Corn with a pat of butter and a sprinkle of salt is delicious. Add some cheese, a little cayenne and paprika stuck onto the corn with mayo and you have one of Los Angeles’ most tastiest street snacks.
Everyone knows the familiar tune of the ice cream truck as it drives around your neighborhood. But if you happen in live anywhere near East LA, you also know the bell from the elote (corn) man.
Ask anyone from Eagle Rock, Atwater Village, or Highland Park if they like Mexican corn on the cob. I guarantee the answer will be unanimous. Who doesn’t love corn? During the summer when the corn is sweet and in season (and schools are out), the elote man can always be found.
Traditionally, the cooked corn is smothered with mayonnaise, Cotija cheese, a little lime juice, and a lot of spices. There is a unique umami taste from the cheese, the creamy mayo cools and coats your mouth, and by the time you finish eating the entire cob, your lips with tingle from the spices.
This is my version of the beloved street food. I did not have Cotija cheese so I substituted a mixture of grated parmesan and pecorino romano cheese. You still get the same saltiness and funk. I’ve never been a fan of mayonnaise, so I like to use whipped butter loaded with spices.
You have to use fresh corn still in the husk. Remove any damaged or discolored outer husks. Peel the husks down to the base of the corn, but do not detach from the cob. Remove the silk around the corn.
Pull the husks back up over the corn and tie the ends. I like to take a small piece of the husk and use it as a tie, but kitchen string also works. Boiling the corn in the husk protects the kernels from overcooking, keeps the corn moist, and it prevents the sweet corn flavor from leaching into the water.
Cook the corn in a large pot of salted boiling water. I used 6 quarts of water and 3 tablespoons of kosher salt. I think it’s the perfect ratio of water to salt that helps highlight the sweetness of the corn. Let the corn cook for 8-10 minutes. If you don’t have a large enough pot, cook the corn in batches using the same water.

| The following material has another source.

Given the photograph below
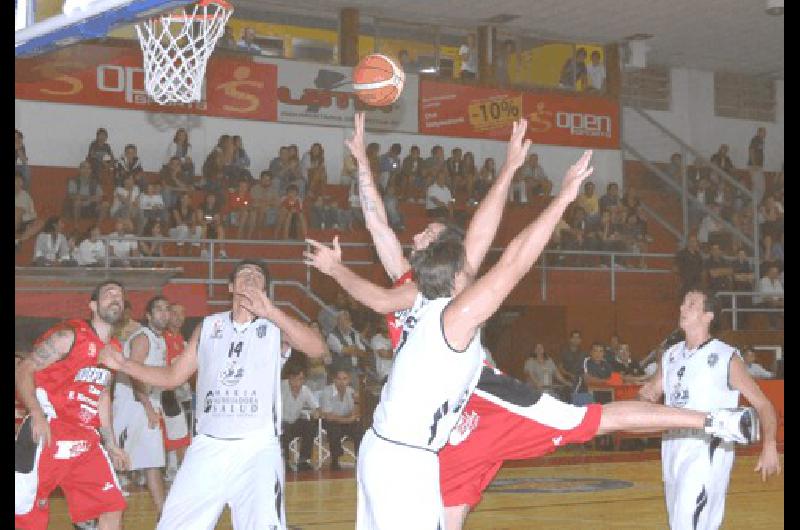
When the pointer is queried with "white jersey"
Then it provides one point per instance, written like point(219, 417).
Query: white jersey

Once corn is cooked, peel back the husks and use it as a handle. Spread the seasoned butter all over the corn. Sprinkle cheese, crushed red pepper, salt, and any other toppings you prefer (sour cream, lime juice, hot sauce). Or if you are a purist, simply eat the corn directly from the pot. The salted water is enough seasoning for the corn. And enjoy!
Yield: 5 cobs of corn
- 5 ears fresh corn in the husk
- 6 quarts water
- 3 Tbsp kosher salt
- 1/4 cup unsalted butter, softened, room temperature
- 1/8-1/4 tsp cayenne pepper, depending on how spicy you want it
- 1/4 tsp garlic powder
- 3/4 tsp kosher salt
- 1/2 tsp crushed red pepper
- 1/4 tsp chili powder (optional)
- 4 Tbsp grated parmesan cheese
- 2 Tbsp grated pecorino romano cheese
- chopped chives, as needed
- crushed red pepper, as needed
- kosher salt, as needed
- In a large stock pot, bring 6 quarts of water and 3 Tbsp of kosher salt to a boil.
- Remove any damaged or discolored outer husks of corn. Peel the husks down to the base of the corn, but do not detach from the cob. Remove the silk around the corn.

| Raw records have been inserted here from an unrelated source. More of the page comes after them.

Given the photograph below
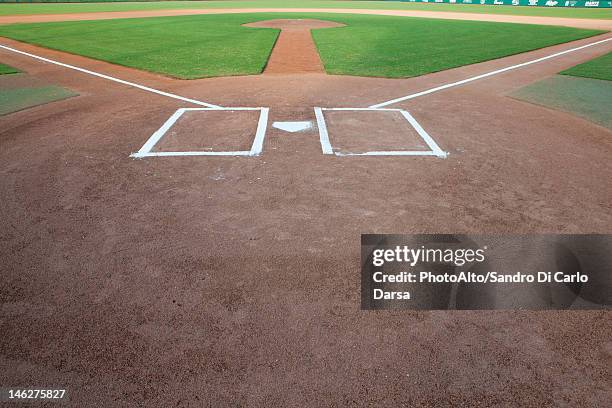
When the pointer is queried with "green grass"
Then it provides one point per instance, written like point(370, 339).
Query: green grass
point(184, 47)
point(588, 98)
point(46, 8)
point(598, 68)
point(5, 69)
point(215, 45)
point(403, 47)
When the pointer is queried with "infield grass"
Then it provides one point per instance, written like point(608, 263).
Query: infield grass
point(598, 68)
point(215, 45)
point(5, 69)
point(47, 8)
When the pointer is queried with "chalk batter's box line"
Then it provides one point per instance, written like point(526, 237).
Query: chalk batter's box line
point(256, 147)
point(327, 148)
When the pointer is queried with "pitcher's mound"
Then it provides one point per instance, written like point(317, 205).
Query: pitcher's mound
point(294, 52)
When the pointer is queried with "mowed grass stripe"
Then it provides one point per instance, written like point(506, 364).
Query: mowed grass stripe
point(567, 12)
point(217, 45)
point(598, 68)
point(396, 47)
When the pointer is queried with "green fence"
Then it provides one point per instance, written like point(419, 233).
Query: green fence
point(533, 3)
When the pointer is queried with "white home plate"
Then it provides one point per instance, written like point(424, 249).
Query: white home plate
point(292, 126)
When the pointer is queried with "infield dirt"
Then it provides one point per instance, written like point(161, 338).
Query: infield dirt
point(238, 278)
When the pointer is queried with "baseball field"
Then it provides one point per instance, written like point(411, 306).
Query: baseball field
point(184, 185)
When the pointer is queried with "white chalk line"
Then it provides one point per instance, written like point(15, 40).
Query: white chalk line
point(488, 74)
point(327, 148)
point(110, 78)
point(256, 147)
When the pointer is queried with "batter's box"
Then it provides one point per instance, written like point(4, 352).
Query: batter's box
point(209, 132)
point(373, 132)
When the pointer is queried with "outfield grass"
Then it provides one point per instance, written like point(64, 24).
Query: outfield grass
point(588, 98)
point(13, 100)
point(5, 69)
point(216, 45)
point(397, 47)
point(46, 8)
point(598, 68)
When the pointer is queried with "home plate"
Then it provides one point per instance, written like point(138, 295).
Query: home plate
point(292, 126)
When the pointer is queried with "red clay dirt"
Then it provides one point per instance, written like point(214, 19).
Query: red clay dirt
point(294, 51)
point(559, 21)
point(234, 281)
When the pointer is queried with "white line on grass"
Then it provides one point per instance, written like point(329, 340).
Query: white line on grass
point(488, 74)
point(110, 78)
point(323, 135)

- Pull the husks back up over the corn and tie the ends together using a small piece of husk or kitchen string.
- Gently put corn into the boiling salted water. Cook for 8-10 minutes. Remove corn from water, drain, and let sit for a couple minutes before opening (corn will be very hot).
- Peel back the husks and use it as a handle. Spread seasoned butter all over corn. Sprinkle cheese and other toppings over corn.
- In a small bowl, whipped softened butter. Add cayenne pepper, garlic powder, salt, red pepper, and chili powder. Let butter sit for at least 15 minutes to allow flavors to develop. Spread over cooked corn.